With their unique cultural customs and relatively similar environmental exposures, a well-defined, genetically closed population structure, and extensive genealogical records, the OOA provide an ideal context in which to study the genetic contributions to breast density. Of particular relevance to studying breast density, the OOA population is characterized by a very low prevalence of exogenous hormone use, including oral contraceptives and HRT, and high parity. Still, our results suggest that breast density varies widely in the OOA population, with values that are comparable to other highly parous populations. For example, in a sample of 294 Hispanic women (2/3 of whom were post-menopausal and 3/4 of whom reported 3 or more live births), Lopez et al.(28
) reported an overall mean of 17.7% for percent breast density, with a range of 1.9–54.6%. Similarly, in our sample of women (~2/3 of whom were also post-menopausal and 3/4 of whom reported 5 or more live births), the mean and range of percent breast density were 15.8% and 1.4–59%, respectively.

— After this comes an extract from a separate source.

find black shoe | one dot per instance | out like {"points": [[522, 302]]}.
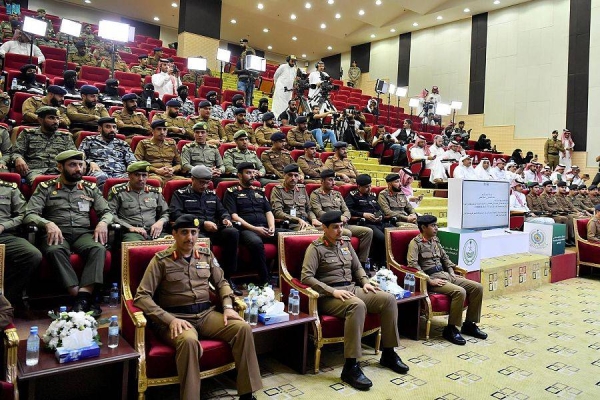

To our knowledge, our study is the first non-twin study to estimate the genetic contributions to the dense and non-dense areas of the breast, and the first study to examine the contribution of genetic factors to the correlation between breast density and other breast cancer risk factors. We found that both the dense and non-dense areas of the breast were significantly heritable in our sample, with 33% and 68% of the total variance, respectively, attributable to additive genetic effects. Although these estimates are consistent with the significant genetic influences reported by Stone et al.(13
), comparisons of heritability are always ill-advised. For example, with respect to the environmental factors that impact breast density, the women in this sample likely share relatively similar environments. Thus, all one can infer from a relatively higher (or lower) estimate of heritability is that there is less (or more) environmental variation relative to the genetic variation in this sample. We note that screening and adjusting for other significant covariates (in addition to age and menopausal status) did not meaningfully alter our estimates of the heritability of absolute breast density. In fact, age at menarche and number of live births were the only other covariates significantly correlated with log-transformed dense area, and together they explained no more than an additional 8% of the variation in this trait. After including all four covariates in our model, the heritability of the dense area of the breast was 36% (versus 39% with adjustment for age and menopausal status only).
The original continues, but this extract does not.